Google Docs (Realtime Collab): System Design

Requirements & API: Google Docs (Realtime Collab)

What an interviewer expects you to nail down before drawing a single box.

Functional

•Let many users edit the same document simultaneously and converge on one consistent result.
•Apply each user's keystrokes locally with instant feedback, then reconcile with the server.
•Show live presence: collaborator cursors and colored selections in real time.
•Persist full edit history for undo / time-travel and bootstrap new clients from a snapshot.

Non-functional

•Strong eventual convergence: concurrent edits to the same region must merge deterministically via OT/CRDT, and never lose or corrupt edits.
•Sub-100ms edit propagation between collaborators; local keystrokes feel instant.
•Durability of every op. An OT server crash must not lose acknowledged edits.
•Survive flaky networks: clients reconnect and replay missed ops without conflict.

API contract

WS connect /docs/{doc_id} → stream of {op, rev}

Long-lived WebSocket; ops flow both directions over it.

send_op { doc_id, base_rev, op } → { transformed_op, new_rev }

Server transforms against concurrent ops, then broadcasts to others.

GET /api/v1/docs/{doc_id} → { snapshot, rev, acl }

Bootstraps a client from the latest snapshot plus ops since.

send_presence { doc_id, cursor, selection }

Ephemeral; routed via the presence service, not the op log.

About Google Docs (Realtime Collab)

Five people open the same Google Doc and all start typing at once, and somehow nobody's words get lost or scrambled. Every keystroke shows up instantly on your own screen and a fraction of a second later on everyone else's. Making concurrent edits merge into one consistent document, while keeping typing feel instant, is the entire challenge here.

Here is the flow in plain terms. Your browser holds the editor and an OT engine, so each keystroke is applied locally right away and then sent over a long-lived WebSocket. A WebSocket Gateway holds that connection and forwards your edit to the OT Server that owns this document.
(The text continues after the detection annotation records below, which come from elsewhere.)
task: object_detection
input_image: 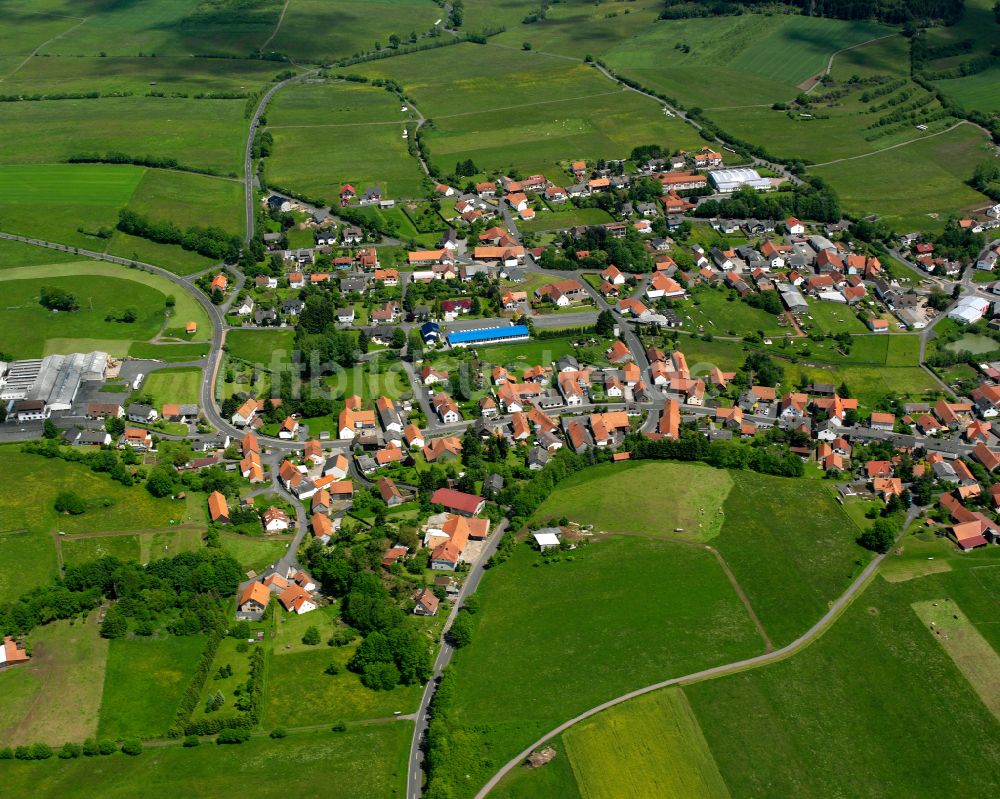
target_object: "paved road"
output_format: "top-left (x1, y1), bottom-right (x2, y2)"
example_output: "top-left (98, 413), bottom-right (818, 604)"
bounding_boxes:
top-left (243, 68), bottom-right (319, 242)
top-left (406, 519), bottom-right (507, 799)
top-left (472, 506), bottom-right (920, 799)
That server keeps the document's canonical sequence of operations in memory, transforms your edit against any concurrent edits, broadcasts the result to everyone else, and appends it to a durable op log.
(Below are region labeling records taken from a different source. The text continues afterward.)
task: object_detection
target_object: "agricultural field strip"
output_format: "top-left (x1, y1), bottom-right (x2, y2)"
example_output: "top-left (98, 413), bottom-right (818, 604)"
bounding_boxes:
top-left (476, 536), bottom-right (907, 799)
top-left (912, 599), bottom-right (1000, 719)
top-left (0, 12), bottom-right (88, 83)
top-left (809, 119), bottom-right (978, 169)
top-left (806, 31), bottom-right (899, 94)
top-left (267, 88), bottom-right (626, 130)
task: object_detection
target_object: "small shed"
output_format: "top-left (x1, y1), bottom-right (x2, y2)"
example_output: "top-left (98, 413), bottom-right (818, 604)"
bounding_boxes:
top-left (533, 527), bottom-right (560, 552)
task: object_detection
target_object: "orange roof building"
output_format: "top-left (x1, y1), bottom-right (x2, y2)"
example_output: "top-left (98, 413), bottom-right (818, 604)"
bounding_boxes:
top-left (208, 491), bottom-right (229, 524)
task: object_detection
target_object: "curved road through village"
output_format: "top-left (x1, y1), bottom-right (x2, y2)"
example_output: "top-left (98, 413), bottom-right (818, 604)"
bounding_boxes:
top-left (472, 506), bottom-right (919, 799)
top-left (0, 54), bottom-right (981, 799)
The subtle idea is Operational Transform itself. Say you type 'X' at position 10 at the same moment a colleague types 'Y' at position 10. Both edits reference 'position 10', but those positions mean different things once the other edit lands. It's like two people giving directions from 'the third house on the left' after a new house has been built on the street: the count has shifted. OT rewrites the second edit so it still points at the right spot, and the document converges instead of corrupting.
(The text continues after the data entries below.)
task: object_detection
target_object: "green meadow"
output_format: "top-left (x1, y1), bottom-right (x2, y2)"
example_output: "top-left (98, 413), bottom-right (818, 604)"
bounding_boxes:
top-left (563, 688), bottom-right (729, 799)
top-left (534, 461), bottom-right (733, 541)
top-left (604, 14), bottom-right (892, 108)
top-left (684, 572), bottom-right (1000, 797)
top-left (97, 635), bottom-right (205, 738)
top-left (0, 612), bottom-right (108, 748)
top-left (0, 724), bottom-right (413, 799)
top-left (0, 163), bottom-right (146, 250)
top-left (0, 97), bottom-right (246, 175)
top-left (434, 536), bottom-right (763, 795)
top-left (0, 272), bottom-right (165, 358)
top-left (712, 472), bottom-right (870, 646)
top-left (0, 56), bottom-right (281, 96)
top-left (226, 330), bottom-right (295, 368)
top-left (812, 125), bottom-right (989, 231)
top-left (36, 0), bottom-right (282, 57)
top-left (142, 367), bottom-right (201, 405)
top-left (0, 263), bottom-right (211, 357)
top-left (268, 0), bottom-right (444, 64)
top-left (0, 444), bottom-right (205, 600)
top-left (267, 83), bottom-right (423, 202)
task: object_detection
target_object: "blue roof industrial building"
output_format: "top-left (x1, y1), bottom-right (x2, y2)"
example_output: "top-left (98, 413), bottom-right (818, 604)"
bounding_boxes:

Notice how durability and load are handled. The op log is the real document, an append-only history that lets the OT server rebuild its in-memory state after a crash and powers undo and time-travel. To avoid replaying every edit ever made when someone opens a long doc, the system saves a snapshot every N ops and replays only the deltas since, the same snapshot-plus-log trick Git and databases use. Presence, the colored cursors of who's editing, runs as its own service so it doesn't clutter the op stream.

This system teaches operational transforms and CRDTs as two answers to merging concurrent edits, why each document is sticky-routed to a single OT server for a totally-ordered op log, the snapshot-plus-delta pattern for fast loads with full history, and why the most-collaborated documents are the architectural hot spot.